14. The most graceful principle of dress is neatness—the most vulgar is preciseness.
15. Dress contains the two codes of morality—private and public. Attention is the duty we owe to others—cleanliness that which we owe to ourselves.
16. Dress so that it may never be said of you “What a well dressed man!”—but, “What a gentlemanlike man!”
17. Avoid many colours; and seek, by some one prevalent and quiet tint, to sober down the others. Apelles used only four colours, and always subdued those which were more florid, by a darkening varnish.
18. Nothing is superficial to a deep observer! It is in trifles that the mind betrays itself. “In what part of that letter,” said a king to the wisest of living diplomatists, “did you discover irresolution?”—“In its ns and gs!” was the answer.

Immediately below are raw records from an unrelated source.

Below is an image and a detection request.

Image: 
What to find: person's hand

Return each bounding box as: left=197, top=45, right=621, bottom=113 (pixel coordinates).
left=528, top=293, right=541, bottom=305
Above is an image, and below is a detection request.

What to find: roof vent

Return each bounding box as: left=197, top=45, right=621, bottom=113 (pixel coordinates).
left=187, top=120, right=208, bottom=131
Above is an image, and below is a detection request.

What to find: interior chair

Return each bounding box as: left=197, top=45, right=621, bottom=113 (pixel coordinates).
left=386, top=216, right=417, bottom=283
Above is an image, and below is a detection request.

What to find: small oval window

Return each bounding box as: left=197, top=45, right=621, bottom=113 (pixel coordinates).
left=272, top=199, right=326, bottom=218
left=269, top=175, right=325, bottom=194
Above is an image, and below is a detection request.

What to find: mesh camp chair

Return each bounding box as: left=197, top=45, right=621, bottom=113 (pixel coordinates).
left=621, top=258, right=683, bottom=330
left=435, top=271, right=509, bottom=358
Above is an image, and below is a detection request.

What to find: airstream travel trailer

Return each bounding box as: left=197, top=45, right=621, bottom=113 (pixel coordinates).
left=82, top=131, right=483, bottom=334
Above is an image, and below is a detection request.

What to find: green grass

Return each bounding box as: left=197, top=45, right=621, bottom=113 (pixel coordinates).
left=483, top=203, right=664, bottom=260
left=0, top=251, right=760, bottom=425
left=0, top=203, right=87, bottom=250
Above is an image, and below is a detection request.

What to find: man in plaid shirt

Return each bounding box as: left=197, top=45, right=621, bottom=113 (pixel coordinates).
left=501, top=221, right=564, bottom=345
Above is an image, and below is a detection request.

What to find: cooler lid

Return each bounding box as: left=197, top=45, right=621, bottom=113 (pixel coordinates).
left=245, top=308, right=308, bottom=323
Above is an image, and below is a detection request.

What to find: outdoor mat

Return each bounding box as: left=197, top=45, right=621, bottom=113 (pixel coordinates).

19. A very benevolent man will never shock the feelings of others, by an excess either of inattention or display; you may doubt, therefore, the philanthropy both of a sloven and a fop.
20. There is an indifference to please in a stocking down at heel—but there may be a malevolence in a diamond ring.
21. Inventions in dressing should resemble Addison’s definition of fine writing, and consists of “refinements which are natural, without being obvious.”
22. He who esteems trifles for themselves, is a trifler—he who esteems them for the conclusions to be drawn from them, or the advantage to which they can be put, is a philosopher.